Tuesday, June 6, 2000


S W I M M I N G



Hall of fame
to honor spring-
board legend

Hawaii's Aileen Riggin Soule, 94,
paved the way for women swimmers
and divers by winning
Olympic gold in 1920

By Pat Bigold
Star-Bulletin

Tapa

Honolulu's Aileen Riggin Soule, the world's oldest living gold medalist, will be inducted into the New York Metropolitan Swimming Hall of Fame at Eisenhower Park on Thursday.

Soule, the 94-year-old pioneer in women's Olympic aquatics, will be inducted in absentia.

Info BoxHaving been invited to be a guest of the International Olympic Committee in Sydney, she said she is opting to conserve her energy for the trip this fall.

She was a resident of Brooklyn Heights in 1920 when she became a member of the first U.S. women's Olympic swimming and diving team and won a gold medal in springboard diving at Antwerp.

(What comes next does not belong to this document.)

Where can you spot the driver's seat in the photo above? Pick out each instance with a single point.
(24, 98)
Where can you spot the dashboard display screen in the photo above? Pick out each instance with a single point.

At 14, she was the youngest Olympic gold medalist ever at the time.

"Of course, I'm pleased to be inducted in New York City because it was so difficult for women in those days," said Soule, who is a charter member of the Women's Swimming Association of New York. "There weren't any swimming pools deep enough for women to dive in."

The New York Athletic Club had adequate indoor facilities for swimming and diving but it was exclusively a men's club.

So she and her 1920 Olympic teammate, Helen Wainwright (silver medal), had to wait for summers when they could practice their diving in a tidal pool at Manhattan Beach.

They developed their swimming talents at the YWCA and at any other pool not off limits to women.

Soule said she also recalls the roadblock that the U.S. Olympic Committee placed in her path to the 1920 Games.

"They didn't want to take children to the Olympics," she said, citing the fact she and Wainwright were both very young. "They asked who would take care of us. But our club manager, Charlotte Epstein, went down there and said, 'What are you doing to these kids who worked so hard?' And we wound up going."

Their volunteer swim coach, Louis deBreda Handley, a 1904 Olympian, also is being inducted into the Metropolitan Swimming Hall of Fame.

"He was always Mr. Handley to us and we were always Miss Riggin and Miss Wainwright to him," Soule said.

Soule won silver in diving and bronze in the 100-meter backstroke in Paris in 1924.

Also joining Soule in the swimming hall of fame is English Channel swimmer Gertrude Ederle.